Poland's president on Sunday apologized again for the murder of hundreds of Jews by their Polish neighbors 70 years ago — a World War II massacre that caused painful soul-searching in the country when it was revealed in 2000.
/ Source: The Associated Press

Poland's president on Sunday apologized again for the murder of hundreds of Jews by their Polish neighbors 70 years ago — a World War II massacre that caused painful soul-searching in the country when it was revealed in 2000.

An agonizing debate forced Poles to modify their belief, shaped by decades of communist-era propaganda, that they were always heroic victims — never collaborators — in Nazi-era atrocities.

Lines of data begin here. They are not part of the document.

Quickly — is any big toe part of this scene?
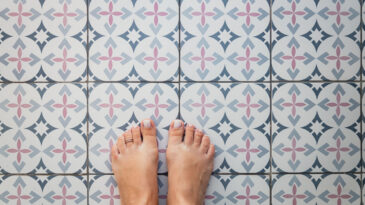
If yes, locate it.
[141,119,157,145]
[168,120,184,145]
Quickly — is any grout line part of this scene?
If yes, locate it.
[0,172,361,177]
[86,0,91,204]
[269,0,273,204]
[360,0,364,204]
[177,0,182,119]
[0,79,365,85]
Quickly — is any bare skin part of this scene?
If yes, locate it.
[166,120,215,205]
[111,119,158,205]
[111,119,215,205]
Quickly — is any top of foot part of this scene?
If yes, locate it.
[111,119,158,205]
[166,120,215,205]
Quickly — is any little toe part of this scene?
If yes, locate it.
[132,126,142,145]
[167,120,184,146]
[141,119,157,146]
[184,124,195,145]
[123,129,134,148]
[117,133,126,153]
[194,129,203,147]
[200,135,210,153]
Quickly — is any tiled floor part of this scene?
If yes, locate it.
[0,0,365,205]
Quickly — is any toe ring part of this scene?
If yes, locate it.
[124,138,133,144]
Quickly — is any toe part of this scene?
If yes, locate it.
[168,120,184,145]
[132,126,142,145]
[207,144,215,159]
[141,119,157,146]
[110,144,119,162]
[117,133,125,153]
[184,124,195,145]
[200,135,210,153]
[123,129,133,148]
[194,129,203,147]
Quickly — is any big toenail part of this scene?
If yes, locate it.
[174,120,181,128]
[143,120,151,128]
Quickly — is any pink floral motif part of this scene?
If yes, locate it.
[281,46,305,70]
[53,94,77,118]
[144,2,168,26]
[192,93,215,117]
[99,93,123,117]
[192,1,215,26]
[283,1,305,25]
[236,186,260,205]
[283,137,305,162]
[52,185,76,205]
[327,93,350,117]
[236,3,260,26]
[99,46,123,70]
[53,139,76,164]
[283,184,307,205]
[99,138,114,162]
[328,184,351,205]
[327,1,350,25]
[7,139,31,164]
[145,94,169,117]
[326,46,350,70]
[283,93,306,117]
[237,94,260,118]
[6,185,32,205]
[236,47,260,70]
[53,3,77,27]
[100,185,120,205]
[327,138,350,162]
[8,94,31,118]
[192,46,214,71]
[99,1,123,26]
[9,3,32,26]
[8,48,32,73]
[237,139,260,162]
[53,48,76,72]
[144,47,168,71]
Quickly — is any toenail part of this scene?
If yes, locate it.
[174,120,181,128]
[143,120,151,128]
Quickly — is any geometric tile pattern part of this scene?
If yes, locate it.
[0,0,365,204]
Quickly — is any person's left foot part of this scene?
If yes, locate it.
[111,119,158,205]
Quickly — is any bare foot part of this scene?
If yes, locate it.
[166,120,214,205]
[111,119,158,205]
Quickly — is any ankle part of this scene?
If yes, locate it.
[167,190,203,205]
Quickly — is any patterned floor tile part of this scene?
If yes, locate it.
[89,83,179,173]
[0,176,87,205]
[0,0,87,82]
[89,175,167,205]
[272,174,360,205]
[205,175,270,205]
[180,83,270,173]
[361,0,365,80]
[89,0,179,81]
[361,84,365,172]
[272,83,361,172]
[272,0,361,80]
[0,83,87,173]
[180,0,270,81]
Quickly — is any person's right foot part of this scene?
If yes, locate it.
[166,120,214,205]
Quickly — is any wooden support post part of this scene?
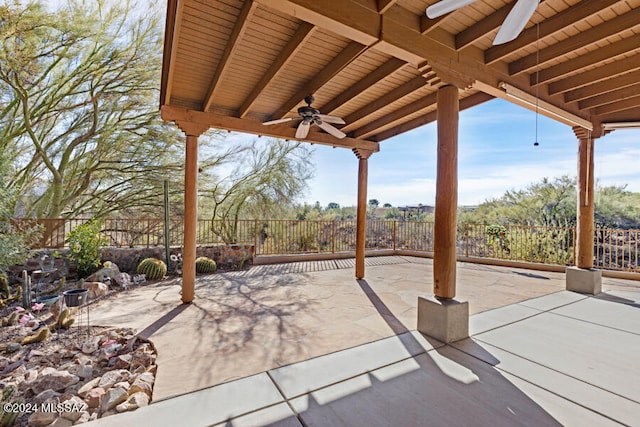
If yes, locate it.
[576,137,594,268]
[353,148,372,279]
[433,85,459,298]
[182,135,198,304]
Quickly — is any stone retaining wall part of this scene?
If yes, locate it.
[9,245,255,282]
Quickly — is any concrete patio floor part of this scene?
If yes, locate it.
[86,257,640,426]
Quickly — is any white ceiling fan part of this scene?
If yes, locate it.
[262,95,347,139]
[427,0,540,45]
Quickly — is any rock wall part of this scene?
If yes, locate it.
[102,245,254,274]
[9,245,255,281]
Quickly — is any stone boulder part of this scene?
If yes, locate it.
[87,263,120,282]
[31,368,80,395]
[82,282,109,299]
[113,273,131,289]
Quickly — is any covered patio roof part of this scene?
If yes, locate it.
[160,0,640,145]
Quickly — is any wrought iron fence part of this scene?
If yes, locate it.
[15,218,640,272]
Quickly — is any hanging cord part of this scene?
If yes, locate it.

The date of the massacre in the village of Jedwabne, some 190 kilometers (120 miles) northeast of Warsaw, has entered Poland's remembrance calendar and the state and church leaders have apologized. But it still remains to be seen to what extent the entire nation has acknowledged cases of Polish wrongdoing against the Jews.

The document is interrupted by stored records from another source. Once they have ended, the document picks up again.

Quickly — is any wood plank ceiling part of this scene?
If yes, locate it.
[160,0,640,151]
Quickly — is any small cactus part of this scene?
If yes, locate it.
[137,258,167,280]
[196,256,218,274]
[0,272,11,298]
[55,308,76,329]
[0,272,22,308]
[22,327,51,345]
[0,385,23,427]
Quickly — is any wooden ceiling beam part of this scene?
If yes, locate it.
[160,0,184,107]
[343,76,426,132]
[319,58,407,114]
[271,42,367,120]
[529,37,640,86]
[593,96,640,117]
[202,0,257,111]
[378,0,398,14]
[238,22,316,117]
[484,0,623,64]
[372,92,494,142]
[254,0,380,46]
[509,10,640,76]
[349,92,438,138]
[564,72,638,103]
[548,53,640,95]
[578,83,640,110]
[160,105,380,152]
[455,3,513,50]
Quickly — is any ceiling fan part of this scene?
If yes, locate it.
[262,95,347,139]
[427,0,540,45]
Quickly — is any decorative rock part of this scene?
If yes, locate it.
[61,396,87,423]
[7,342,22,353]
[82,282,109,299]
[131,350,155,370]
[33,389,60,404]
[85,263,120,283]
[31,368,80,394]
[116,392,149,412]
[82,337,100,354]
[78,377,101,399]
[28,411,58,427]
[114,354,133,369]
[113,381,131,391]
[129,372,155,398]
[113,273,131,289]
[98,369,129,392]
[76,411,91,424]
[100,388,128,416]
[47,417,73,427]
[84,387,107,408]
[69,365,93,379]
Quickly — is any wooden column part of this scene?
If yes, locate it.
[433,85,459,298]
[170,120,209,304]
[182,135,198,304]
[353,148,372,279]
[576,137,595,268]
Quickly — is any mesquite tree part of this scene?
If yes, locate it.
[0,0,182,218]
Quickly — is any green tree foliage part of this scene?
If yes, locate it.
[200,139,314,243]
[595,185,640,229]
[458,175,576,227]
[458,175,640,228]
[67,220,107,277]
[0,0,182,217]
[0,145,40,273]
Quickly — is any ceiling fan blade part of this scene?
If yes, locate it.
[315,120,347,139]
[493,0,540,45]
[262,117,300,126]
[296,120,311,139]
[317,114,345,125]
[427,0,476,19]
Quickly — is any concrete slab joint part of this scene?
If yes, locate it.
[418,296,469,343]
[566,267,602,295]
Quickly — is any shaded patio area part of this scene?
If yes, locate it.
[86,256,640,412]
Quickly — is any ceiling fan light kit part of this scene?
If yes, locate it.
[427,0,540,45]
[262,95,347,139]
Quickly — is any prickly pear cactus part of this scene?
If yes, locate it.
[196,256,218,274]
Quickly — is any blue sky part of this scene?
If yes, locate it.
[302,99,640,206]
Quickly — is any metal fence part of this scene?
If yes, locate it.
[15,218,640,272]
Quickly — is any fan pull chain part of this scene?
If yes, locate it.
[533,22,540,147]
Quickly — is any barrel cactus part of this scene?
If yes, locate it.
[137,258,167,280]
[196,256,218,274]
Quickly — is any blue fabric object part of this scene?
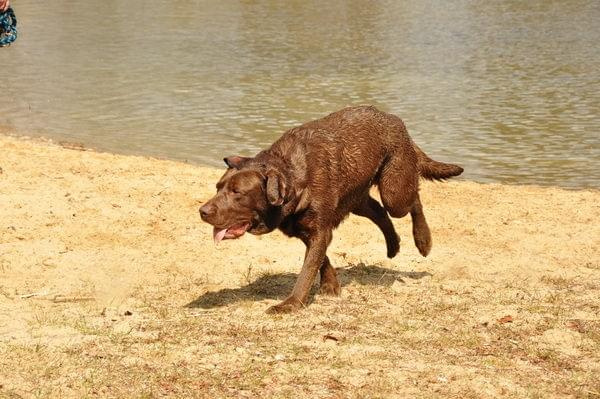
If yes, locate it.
[0,7,17,47]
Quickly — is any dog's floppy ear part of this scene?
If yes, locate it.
[266,169,288,206]
[223,155,252,169]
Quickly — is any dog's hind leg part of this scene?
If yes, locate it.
[410,194,431,256]
[377,154,419,218]
[319,256,342,296]
[352,196,400,258]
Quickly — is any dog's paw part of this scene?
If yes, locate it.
[415,234,431,256]
[319,281,342,296]
[386,236,400,259]
[267,297,304,314]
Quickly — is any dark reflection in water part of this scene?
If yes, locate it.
[0,0,600,187]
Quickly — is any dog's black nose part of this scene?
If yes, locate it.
[200,204,215,220]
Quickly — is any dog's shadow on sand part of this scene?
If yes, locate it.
[185,263,431,309]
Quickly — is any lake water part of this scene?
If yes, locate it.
[0,0,600,188]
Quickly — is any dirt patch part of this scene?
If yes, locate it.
[0,136,600,397]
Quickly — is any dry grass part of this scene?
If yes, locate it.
[0,136,600,398]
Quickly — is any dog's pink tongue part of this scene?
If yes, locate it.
[213,227,227,245]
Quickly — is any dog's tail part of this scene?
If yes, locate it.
[413,141,464,181]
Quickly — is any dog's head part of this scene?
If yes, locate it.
[200,156,289,243]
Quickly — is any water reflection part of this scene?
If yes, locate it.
[0,0,600,187]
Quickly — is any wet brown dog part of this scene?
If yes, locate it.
[200,107,463,313]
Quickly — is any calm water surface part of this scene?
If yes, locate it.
[0,0,600,188]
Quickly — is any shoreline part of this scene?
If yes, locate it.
[0,126,600,192]
[0,134,600,397]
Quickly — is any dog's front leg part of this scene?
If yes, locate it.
[267,229,331,313]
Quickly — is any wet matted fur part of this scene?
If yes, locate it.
[200,107,463,312]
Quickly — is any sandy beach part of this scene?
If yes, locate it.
[0,135,600,398]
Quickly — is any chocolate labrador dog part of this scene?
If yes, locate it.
[200,107,463,313]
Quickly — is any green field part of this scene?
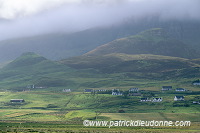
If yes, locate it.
[0,91,200,133]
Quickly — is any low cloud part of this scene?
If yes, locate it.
[0,0,200,40]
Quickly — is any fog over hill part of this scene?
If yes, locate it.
[0,0,200,62]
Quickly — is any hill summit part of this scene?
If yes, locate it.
[85,28,199,58]
[6,52,47,68]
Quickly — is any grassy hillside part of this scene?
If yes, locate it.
[85,28,199,58]
[61,53,199,79]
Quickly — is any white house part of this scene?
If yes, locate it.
[112,89,123,96]
[62,89,71,92]
[129,88,139,92]
[140,97,151,102]
[176,88,186,91]
[152,98,162,102]
[193,82,200,85]
[174,96,184,101]
[162,86,172,91]
[84,89,94,92]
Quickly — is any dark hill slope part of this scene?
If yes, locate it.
[61,53,199,74]
[0,53,78,88]
[85,28,199,58]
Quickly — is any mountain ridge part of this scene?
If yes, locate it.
[84,28,199,58]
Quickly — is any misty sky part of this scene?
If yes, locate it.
[0,0,200,40]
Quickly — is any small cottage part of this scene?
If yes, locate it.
[152,98,162,102]
[129,88,139,92]
[84,89,93,92]
[174,96,184,101]
[192,79,200,85]
[62,89,71,92]
[112,89,123,96]
[128,93,142,96]
[10,99,25,103]
[162,86,172,91]
[140,97,151,102]
[176,88,186,91]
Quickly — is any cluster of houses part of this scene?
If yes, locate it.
[84,86,191,102]
[161,86,187,91]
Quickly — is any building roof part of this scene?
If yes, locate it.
[85,89,93,92]
[162,86,172,89]
[176,88,185,90]
[175,96,184,99]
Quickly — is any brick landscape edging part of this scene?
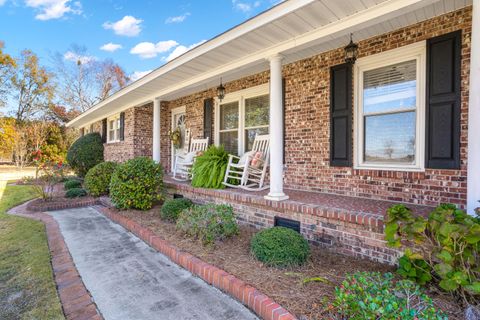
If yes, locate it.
[99,207,297,320]
[8,203,103,320]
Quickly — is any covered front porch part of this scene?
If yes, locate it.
[164,176,432,264]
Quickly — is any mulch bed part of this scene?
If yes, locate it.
[110,207,463,319]
[27,183,98,212]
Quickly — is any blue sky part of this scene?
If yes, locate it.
[0,0,278,80]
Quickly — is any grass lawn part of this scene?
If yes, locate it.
[0,181,65,319]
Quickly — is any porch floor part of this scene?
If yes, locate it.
[164,176,432,217]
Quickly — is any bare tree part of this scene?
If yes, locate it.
[12,50,55,122]
[0,41,16,107]
[53,45,129,112]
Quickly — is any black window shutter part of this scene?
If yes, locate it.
[120,112,125,141]
[102,118,107,143]
[203,98,213,144]
[330,63,352,167]
[282,78,287,164]
[425,31,462,169]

"The nation must understand that it also had an active role," President Bronislaw Komorowski said in a letter that was read out during the ceremony.

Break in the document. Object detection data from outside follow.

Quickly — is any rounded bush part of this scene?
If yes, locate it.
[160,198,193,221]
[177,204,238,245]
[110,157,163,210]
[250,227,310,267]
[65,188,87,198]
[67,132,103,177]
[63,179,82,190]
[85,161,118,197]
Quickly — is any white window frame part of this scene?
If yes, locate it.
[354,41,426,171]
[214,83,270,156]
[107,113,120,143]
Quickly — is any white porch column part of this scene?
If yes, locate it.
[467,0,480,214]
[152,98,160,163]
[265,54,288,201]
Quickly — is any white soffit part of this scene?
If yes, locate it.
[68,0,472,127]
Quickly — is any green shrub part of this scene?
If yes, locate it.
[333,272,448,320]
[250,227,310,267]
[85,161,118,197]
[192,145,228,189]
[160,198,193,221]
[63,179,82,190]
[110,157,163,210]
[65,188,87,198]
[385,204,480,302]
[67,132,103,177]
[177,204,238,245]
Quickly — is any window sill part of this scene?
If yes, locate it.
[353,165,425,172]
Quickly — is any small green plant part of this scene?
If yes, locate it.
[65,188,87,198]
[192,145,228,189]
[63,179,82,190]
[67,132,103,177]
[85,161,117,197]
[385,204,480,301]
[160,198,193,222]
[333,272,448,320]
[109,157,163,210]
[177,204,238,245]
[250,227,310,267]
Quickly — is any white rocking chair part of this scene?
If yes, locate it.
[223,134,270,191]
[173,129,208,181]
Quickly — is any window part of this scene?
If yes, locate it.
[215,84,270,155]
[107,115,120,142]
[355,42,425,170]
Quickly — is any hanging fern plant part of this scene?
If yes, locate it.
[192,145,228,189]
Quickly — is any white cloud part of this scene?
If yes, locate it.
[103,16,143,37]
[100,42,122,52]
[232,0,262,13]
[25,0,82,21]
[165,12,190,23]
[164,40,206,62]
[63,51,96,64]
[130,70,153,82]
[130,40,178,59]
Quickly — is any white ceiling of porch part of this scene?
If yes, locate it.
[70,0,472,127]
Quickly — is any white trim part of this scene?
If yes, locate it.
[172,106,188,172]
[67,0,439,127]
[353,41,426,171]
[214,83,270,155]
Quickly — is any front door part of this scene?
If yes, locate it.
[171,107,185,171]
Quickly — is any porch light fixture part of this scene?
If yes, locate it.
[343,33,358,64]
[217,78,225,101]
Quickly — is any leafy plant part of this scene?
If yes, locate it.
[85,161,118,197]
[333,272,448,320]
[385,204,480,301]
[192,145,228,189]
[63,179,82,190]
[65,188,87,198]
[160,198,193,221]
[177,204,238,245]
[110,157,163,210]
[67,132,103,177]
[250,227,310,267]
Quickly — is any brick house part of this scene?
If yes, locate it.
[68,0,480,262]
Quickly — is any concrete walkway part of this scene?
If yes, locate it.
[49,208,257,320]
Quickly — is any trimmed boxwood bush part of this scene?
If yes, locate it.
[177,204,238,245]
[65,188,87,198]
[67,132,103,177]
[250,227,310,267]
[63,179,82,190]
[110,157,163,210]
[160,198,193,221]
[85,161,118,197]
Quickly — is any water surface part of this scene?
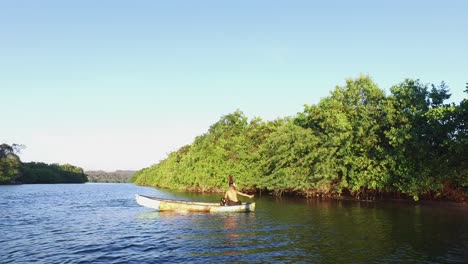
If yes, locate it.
[0,183,468,263]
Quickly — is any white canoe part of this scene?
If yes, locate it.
[135,194,255,213]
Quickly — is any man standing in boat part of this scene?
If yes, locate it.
[224,175,254,205]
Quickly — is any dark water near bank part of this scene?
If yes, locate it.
[0,184,468,263]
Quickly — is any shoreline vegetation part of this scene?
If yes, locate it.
[85,170,135,183]
[131,76,468,203]
[0,143,88,184]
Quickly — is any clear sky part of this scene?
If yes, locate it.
[0,0,468,171]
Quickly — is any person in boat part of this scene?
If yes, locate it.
[224,175,254,205]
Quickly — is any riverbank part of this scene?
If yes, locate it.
[141,186,468,205]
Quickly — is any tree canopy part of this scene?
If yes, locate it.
[132,76,468,200]
[0,143,88,184]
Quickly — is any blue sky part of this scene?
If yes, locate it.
[0,0,468,171]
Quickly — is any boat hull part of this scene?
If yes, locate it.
[135,194,255,213]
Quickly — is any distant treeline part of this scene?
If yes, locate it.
[132,76,468,200]
[85,170,135,182]
[0,144,88,184]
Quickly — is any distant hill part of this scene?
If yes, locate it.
[85,170,135,182]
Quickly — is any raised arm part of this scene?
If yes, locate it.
[237,191,254,198]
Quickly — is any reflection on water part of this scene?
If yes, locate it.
[0,184,468,263]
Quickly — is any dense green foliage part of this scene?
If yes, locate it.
[0,144,21,184]
[132,76,468,200]
[85,170,135,182]
[19,162,88,183]
[0,144,88,184]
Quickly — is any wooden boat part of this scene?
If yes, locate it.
[135,194,255,213]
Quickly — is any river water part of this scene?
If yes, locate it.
[0,183,468,263]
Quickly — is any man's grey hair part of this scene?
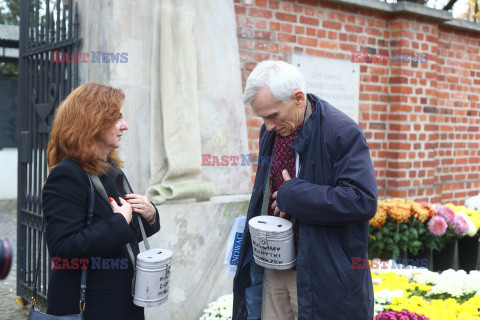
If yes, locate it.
[243,60,305,104]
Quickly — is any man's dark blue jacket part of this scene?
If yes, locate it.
[233,94,377,320]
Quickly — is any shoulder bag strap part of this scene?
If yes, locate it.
[90,174,150,269]
[32,174,95,314]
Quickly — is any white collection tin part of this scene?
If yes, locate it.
[248,216,297,270]
[133,249,172,307]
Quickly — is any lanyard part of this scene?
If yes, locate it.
[261,99,312,216]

"Today, Poland can still hear the never-fading cry of its citizens," Komorowski said.

"Once again, I beg forgiveness."

A state investigation that closed in 2002 said that some 40 Polish men killed between 300 and 400 Jewish men, women and children in Jedwabne, in Poland's northeast, beating some to death and burning others alive in a barn. It was impossible to state the exact number of victims, the investigators said.

In 2001, then-President Aleksander Kwasniewski apologized for the crime during the first state memorial ceremony in Jedwabne. Kwasniewski attended Sunday's observances as a private individual.

For the first time, a high-ranking member of Poland's influential Roman Catholic Church also attended the ceremonies.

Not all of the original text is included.